50th St. Gallen Symposium "Freedom Revisited": 7–8 May 2020


All play and no work

What comes after the end of work? The optimistic answer to this question is that, if we did not have to work, we would spend our days bettering ourselves and our communities: reading philosophy, learning new skills, and increasing our understanding of the universe. Karl Marx envisaged that, in a non-capitalist system that doesn’t require specialisation of labour, each individual would have the freedom “to hunt in the morning, to fish in the afternoon, rear cattle in the evening, and philosophise after dinner”. Ironically, capitalist-driven technological advancement could offer the best route to turn this dream into reality.

An alternative vision is provided by dystopian science fiction writers. In Brave New World, Aldous Huxley presents us with a society in which, while people still work, they spend their free time absorbed by frivolous entertainment. Technological advances today seem to be leading us in this direction. Improvements in virtual reality hold the possibility of creating entertainment experiences (it seems anachronistic to call them ‘video games’) which are more immersive, novel and enjoyable than we can now imagine.

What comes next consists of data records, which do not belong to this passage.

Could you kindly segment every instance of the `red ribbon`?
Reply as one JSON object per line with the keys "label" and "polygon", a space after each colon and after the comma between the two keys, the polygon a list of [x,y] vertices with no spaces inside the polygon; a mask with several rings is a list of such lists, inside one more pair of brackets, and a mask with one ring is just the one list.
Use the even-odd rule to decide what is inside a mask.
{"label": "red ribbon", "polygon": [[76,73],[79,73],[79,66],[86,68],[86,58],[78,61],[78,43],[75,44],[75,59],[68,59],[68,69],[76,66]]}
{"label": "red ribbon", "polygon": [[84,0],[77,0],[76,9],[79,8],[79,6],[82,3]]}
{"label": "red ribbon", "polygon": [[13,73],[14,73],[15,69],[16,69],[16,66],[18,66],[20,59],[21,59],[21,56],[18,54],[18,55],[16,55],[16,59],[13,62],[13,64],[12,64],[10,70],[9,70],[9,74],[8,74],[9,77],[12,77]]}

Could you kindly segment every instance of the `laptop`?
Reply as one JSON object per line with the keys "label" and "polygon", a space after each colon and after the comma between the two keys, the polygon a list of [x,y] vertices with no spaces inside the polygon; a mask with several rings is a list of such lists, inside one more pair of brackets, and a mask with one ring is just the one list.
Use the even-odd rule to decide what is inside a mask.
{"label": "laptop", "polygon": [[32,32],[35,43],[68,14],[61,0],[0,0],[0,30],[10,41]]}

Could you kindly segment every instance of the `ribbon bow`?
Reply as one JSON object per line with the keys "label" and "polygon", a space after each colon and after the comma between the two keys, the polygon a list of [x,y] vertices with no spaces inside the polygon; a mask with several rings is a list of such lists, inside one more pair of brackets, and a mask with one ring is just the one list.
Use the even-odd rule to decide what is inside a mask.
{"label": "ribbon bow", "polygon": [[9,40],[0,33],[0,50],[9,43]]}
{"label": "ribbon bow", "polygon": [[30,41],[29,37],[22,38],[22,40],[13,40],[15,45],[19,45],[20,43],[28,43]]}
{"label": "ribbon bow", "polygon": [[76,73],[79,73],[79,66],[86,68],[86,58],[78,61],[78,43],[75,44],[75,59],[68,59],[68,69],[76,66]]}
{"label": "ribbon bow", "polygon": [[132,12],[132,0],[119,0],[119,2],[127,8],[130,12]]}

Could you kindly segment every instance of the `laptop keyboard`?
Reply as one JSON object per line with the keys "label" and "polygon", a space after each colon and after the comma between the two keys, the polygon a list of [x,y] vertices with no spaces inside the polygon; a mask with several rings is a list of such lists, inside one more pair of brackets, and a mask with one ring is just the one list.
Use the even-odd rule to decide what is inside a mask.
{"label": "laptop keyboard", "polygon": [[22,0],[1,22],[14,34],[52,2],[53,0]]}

We are left, then, with a question: What, if anything, is wrong with a life filled with distraction and hugely enjoyable simulations, compared to a life of learning and real world opportunities for growth? This is explored in a famous philosophical thought experiment, called the Experience Machine: Would you plug into a machine that gave you all the subjective experience of living a fulfilled, happy life?

What is more valuable about a life of hardship and difficulty spent in the ‘real’ world than one spent in harmless entertainment? This problem forces us to confront perhaps the oldest philosophical question of all time: What is to lead a good life? This is a question we must answer before, not after, the end of work.

What is to lead a good life?


I think one of the problems is that society has been conditioned to divorce work from play, we find jobs to pay bills and cover our butts but never really tap into the dreams within us that we wish to accomplish. I think every human has dreams and visions and goals already placed inside of them, the issue is we have surpressed a lot of them through the way we have developed culture and control, a lot needs to change in order to "enjoy" work again.